There was also a stabbing outside the French consulate in Saudi Arabia on Thursday and an incident in the French city of Avignon involving a man armed with a knife who tried to attack police. It follows the murder two weeks ago of a schoolteacher in Conflans on the outskirts of Paris after he had shown students a caricature of the prophet Muhammad, and the wounding of two people outside the former offices of Charlie Hebdo.

The attacks are unlikely to be part of a concerted campaign organised by a major group but responses to each other – experts have noted how one attack will frequently trigger more, often with the same tactics – and to the febrile atmosphere created by the angry rhetoric of some leaders in the Muslim world in response to Macron’s reassertion of France’s secular principles.

The violence will, however, undoubtedly please the leaders of Islamic State and al-Qaida, who continue to seek ways of remaining relevant in the rapidly evolving and competitive world of extremist groups by claiming to have at least inspired attacks in Europe.

Officials say extremists in Europe currently work through loose networks, embedded “in a wider Muslim extremist milieu, which can act as a conduit towards terrorist engagement”. These networks are largely homegrown and without organisational links to groups such as al-Qaida or Isis. There have also been incidents of self-radicalisation of individuals or small groups, principally via the internet, without being part of wider networks.

That less attention has been paid in the west to Islamic extremism recently is understandable. Deaths in Europe from all forms of terrorism fell by 70% last year, and western Europe recorded its lowest number of incidents since 2012. According to the latest Europol reports, there were 21 jihadist plots in the EU in 2019, compared with 24 and 33 in the two previous years. Of the 21, four failed, 14 were foiled and three were carried out.

There has certainly been nothing recently to rival the horrors of 2015 and 2016, when assault rifles and a truck were used to kill hundreds of people in a series of attacks.

That surge in violence was the result of a number of factors that converged at a specific moment: Islamic State’s rule over a swath of Iraq and Syria, its decision to target the west, its huge media output and establishment of camps to train some of the thousands of young men from Europe who travelled to take part in the conflict, the existence of a series of networks and capable senior militants linking France and Syria, and the failings of western European security services and policymakers.

Most of these factors have gone – the EU reported only two attempts to travel to join jihadist terrorist groups thwarted by member states last year – but others still exist. Some are particularly evident in France, where there were more than 200 arrests for jihadist terrorism last year, half of the total in Europe, and 8,000 individuals are considered at risk of radicalisation.

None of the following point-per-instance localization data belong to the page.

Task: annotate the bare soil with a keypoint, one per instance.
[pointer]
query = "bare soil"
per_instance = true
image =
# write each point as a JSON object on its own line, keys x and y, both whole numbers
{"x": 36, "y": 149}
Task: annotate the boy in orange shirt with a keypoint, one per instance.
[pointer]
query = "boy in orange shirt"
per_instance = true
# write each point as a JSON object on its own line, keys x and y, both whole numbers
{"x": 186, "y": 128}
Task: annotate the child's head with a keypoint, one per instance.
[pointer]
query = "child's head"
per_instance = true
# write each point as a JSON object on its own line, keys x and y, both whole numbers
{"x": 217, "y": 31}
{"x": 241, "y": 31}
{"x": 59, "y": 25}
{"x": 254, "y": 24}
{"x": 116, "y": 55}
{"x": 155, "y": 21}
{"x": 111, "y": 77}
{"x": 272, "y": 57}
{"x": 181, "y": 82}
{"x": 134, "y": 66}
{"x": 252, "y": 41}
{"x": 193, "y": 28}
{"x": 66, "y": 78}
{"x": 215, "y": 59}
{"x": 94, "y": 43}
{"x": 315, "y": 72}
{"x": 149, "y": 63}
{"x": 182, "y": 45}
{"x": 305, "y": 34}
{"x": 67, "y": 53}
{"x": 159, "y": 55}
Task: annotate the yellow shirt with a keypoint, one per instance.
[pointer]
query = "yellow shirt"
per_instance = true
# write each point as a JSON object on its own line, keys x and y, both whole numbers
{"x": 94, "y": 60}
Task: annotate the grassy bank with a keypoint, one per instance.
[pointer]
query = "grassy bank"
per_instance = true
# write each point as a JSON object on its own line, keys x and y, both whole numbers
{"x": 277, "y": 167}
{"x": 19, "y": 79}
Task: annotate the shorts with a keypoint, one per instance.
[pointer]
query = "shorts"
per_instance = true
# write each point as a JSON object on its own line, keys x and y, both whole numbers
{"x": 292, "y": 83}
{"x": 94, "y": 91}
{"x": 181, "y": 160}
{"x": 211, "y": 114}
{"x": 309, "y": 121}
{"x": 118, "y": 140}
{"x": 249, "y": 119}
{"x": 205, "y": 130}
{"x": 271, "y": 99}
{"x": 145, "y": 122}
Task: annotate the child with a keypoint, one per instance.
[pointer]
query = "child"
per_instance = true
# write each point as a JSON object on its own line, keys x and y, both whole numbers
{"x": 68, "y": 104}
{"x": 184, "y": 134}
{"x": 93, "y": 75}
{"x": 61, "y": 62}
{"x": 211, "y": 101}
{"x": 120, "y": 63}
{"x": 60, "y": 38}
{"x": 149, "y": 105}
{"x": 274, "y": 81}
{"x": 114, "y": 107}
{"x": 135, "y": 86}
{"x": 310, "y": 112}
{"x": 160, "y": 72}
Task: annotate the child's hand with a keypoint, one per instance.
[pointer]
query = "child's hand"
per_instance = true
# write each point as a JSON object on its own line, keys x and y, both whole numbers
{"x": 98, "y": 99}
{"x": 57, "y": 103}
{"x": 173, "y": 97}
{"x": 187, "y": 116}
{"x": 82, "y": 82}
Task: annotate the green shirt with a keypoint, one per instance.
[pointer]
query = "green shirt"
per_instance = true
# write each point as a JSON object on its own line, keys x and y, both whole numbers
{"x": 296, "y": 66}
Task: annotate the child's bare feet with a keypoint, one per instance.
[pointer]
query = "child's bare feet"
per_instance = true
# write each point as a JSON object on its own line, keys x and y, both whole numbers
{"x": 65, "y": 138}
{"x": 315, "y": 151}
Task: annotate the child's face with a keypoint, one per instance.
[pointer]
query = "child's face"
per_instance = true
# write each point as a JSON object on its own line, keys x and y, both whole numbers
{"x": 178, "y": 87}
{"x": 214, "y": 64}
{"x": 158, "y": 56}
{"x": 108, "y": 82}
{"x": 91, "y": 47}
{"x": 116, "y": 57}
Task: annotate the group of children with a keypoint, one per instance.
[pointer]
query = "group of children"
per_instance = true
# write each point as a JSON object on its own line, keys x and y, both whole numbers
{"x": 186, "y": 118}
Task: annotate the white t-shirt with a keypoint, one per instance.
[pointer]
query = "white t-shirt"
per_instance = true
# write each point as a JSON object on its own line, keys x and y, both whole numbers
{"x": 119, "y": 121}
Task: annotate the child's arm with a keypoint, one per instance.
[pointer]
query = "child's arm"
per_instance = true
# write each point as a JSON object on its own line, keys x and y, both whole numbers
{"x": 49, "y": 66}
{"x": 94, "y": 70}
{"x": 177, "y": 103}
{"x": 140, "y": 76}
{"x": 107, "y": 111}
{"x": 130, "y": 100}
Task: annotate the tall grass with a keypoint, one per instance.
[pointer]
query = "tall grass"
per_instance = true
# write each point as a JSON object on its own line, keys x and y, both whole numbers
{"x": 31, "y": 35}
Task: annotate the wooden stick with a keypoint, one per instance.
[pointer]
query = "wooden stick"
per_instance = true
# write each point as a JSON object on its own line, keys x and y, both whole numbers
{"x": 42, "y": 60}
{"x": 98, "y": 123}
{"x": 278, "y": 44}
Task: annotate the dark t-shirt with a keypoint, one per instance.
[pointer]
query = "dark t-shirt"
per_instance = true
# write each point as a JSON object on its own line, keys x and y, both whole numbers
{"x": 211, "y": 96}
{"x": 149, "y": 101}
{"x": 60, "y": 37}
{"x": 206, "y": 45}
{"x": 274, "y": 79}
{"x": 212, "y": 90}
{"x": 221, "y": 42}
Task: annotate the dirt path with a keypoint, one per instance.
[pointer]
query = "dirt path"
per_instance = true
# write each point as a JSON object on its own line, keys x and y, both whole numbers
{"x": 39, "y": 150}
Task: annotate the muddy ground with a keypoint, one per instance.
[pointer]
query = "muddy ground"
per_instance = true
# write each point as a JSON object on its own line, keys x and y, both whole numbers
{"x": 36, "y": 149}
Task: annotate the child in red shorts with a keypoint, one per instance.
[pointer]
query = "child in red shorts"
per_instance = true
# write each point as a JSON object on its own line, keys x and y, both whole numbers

One major issue, as everywhere, remains the pernicious role of social media. This has been clearly shown in investigations into the murder of the teacher in Conflans. The teenage killer came from 60 miles away, and his knowledge of the teacher’s actions was based on misleading clips circulated by angry parents and a mosque.

A second is the prison population. Many of those detained for extremist offences in France have previous criminal records, and after the numerous arrests for extremism during the 2012-17 period, many of the less serious offenders are now coming up for release.

Police are yet to identify the Nice attackers, but both the Conflans murder and September’s Charlie Hebdo attack were committed by 18-year-old immigrants. Abdouallakh Anzorov was a Chechen who came to France at the age of six, probably from Moscow. Ali Hassan left Pakistan at 15 to be smuggled to Europe.

Shuja Nawaz, a fellow at the Washington-based Atlantic Council, said two factors were colliding to produce violence. “First, the conditions in the home countries like Pakistan that increasingly are becoming more Islamicised and anti-western through the influence of mullahs and populist governments, while their education systems crumble,” he said. “Second, in the western countries where migrants end up legally or illegally, there is a ghettoisation of Muslim immigrants, who turn to religion as a defence mechanism and rallying point.”